The cheapest option is definitely going to be the USB route as mentioned by others.

Ignoring the fact that Microsoft's hardware prices are inflated and overpriced, if you go strictly off a cost per GB, then buying the console with the 250GB drive is your best bet for the money. Using the averages prices these days

GB    Total $    $ per GB
250   $100.00    $0.40    (w/console)
250   $130.00    $0.52    (standalone drive)
120   $100.00    $0.83    (standalone drive)
60     $70.00    $1.17    (standalone drive)
16     $20.00    $1.25    (USB Drive)

I would assume the standalone drives have a warranty of their own, and the one with the console would be part of the console warranty, but I'm not sure on those.


You can always use a USB hard-drive as a cost efficient solution to the lack of space. Two things to note with this. While this is the cheapest solution to upgrading hard-drive space consider these: You can only do a 16 gig thumb-drive for space (xbox will not recognize anything over this size), it often leads to space gaps where you have a 5 gig game to be downloaded but only 4 gigs available on each thumb-drive instead of one large hard-drive where continuity isn't an issue, and finally your xbox will look really hack-ish with all the thumb-drives sticking out of it and utilizing all your ports.

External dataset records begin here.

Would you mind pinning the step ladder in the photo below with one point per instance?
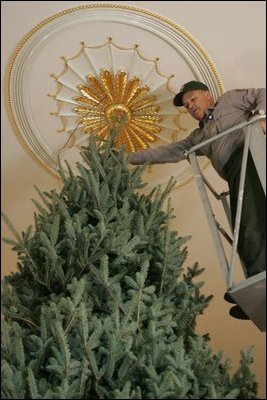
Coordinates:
(249, 294)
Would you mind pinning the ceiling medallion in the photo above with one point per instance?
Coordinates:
(28, 80)
(112, 100)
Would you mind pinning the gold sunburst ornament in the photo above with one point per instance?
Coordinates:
(109, 87)
(112, 101)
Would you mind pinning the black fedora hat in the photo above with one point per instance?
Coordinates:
(188, 87)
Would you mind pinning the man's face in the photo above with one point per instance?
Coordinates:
(197, 103)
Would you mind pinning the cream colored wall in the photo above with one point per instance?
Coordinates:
(233, 33)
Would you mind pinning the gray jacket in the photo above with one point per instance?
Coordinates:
(231, 109)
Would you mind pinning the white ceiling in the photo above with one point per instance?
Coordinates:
(233, 35)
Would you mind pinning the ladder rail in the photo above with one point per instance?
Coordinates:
(228, 269)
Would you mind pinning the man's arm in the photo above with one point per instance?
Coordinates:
(173, 152)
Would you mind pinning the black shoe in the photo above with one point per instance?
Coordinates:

Or upgrade your console with a bigger hard-drive (though its important to note that the slim xbox uses a different hard-drive then old xbox making it harder to find cheap hard drives for it.)

I can speak from personal experience that my life was considerably improved upgrading from the Xbox Arcade to the Slim. If you have the money save yourself the headache and skip the low cost models, if you don't have the money yet it might be worth saving an extra month for it.

Replacing the hard drive has no effect on the warranty at all so if you choose at a later time to upgrade the hard-drive you can.


By far the cheapest way to get started (though it does not exactly scale) is to invest in 16 GB USB flash drives -- the maximum size the Xbox 360 will support.

You can use as many of them as you have USB ports, and your USB ports can be expanded with a hub. These go for under $20 on Amazon currently and will continue to drop in price over time.

So for about $35 you could have a 32 GB "hard drive" split across two devices. This compares to $110 ~ $130 for the 250 GB hard drive, ~$100 for the 120 GB hard drive, and ~$70 for the 60 GB hard drive.


The 4gb Slim isn't even considered a "valid Xbox 360 HDD." It's flash memory, just the same as adding the 16gb thumb drives. While you can download some arcade games, demo's, and DLC from the marketplace, some older games (eg. Mafia II w/ DLC disk) won't recognize either your console memory or thumb drive memory when you try to install the DLC disc. So I would just be careful because there may be some games you get with DLC disks that you won't be able to install.

I believe the only option at that point is buying an "S" hd. It's a pretty bad decision on Microsoft's part to do that, and even to the point of not pointing this out on the box that the console comes in. I'm pretty sure there's some legal issues there, but I'm sure they have it printed somewhere on the inside of the console just in case they ever got sued over it.